Se qualcuno non ne fosse convinto, potrebbe leggere le risposte della campagna Abolish War del movimento globale World Beyond War. La guerra, spiegano, “non è naturale”, e “non è una componente inevitabile della nostra cultura”. Un punto di vista interessante. Chi volesse aiutare, può farlo aggiungendo idee e proposte, saranno tutte vagliare. Tra le iniziative possibili, oltre all’abolizione della Cia e delle altre agenzie di servizi segreti, c’è anche l’idea di decorare i disertori.
Il Movimento per l’abolizione della guerra, fondato da sir Joseph Rotblat, anche vincitore del premio Nobel (per la Pace, ça va sans dire), ricorda che “la guerra non è inevitabile”. E allora serve una campagna culturale, per “diffondere la convinzione che abolire la guerra è sia desiderabile che possibile”, “incoraggiare l’utilizzo delle alternative alla guerra per la risoluzione delle dispute nazionali e internazionali”, e “sviluppare materiali e strategie per educare tutti, dai bambini nelle scuole a chi sta al governo”.

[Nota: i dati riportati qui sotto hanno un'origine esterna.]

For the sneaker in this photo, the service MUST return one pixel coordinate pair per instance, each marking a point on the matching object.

Ma si può davvero abolire la guerra? Si può davvero educare i bambini a sostituire lo scontro con atti di altro tipo? Qui ci provano: hanno creato un’iniziativa apposta, che si chiama “#Enough!” per scoraggiare la cultura della guerra. “Invece di combattere, faremo atti di tenerezza”, dice Fatima, una delle alunne. E intanto, lì fuori piovono le bombe. Perché si trovano a Kabul.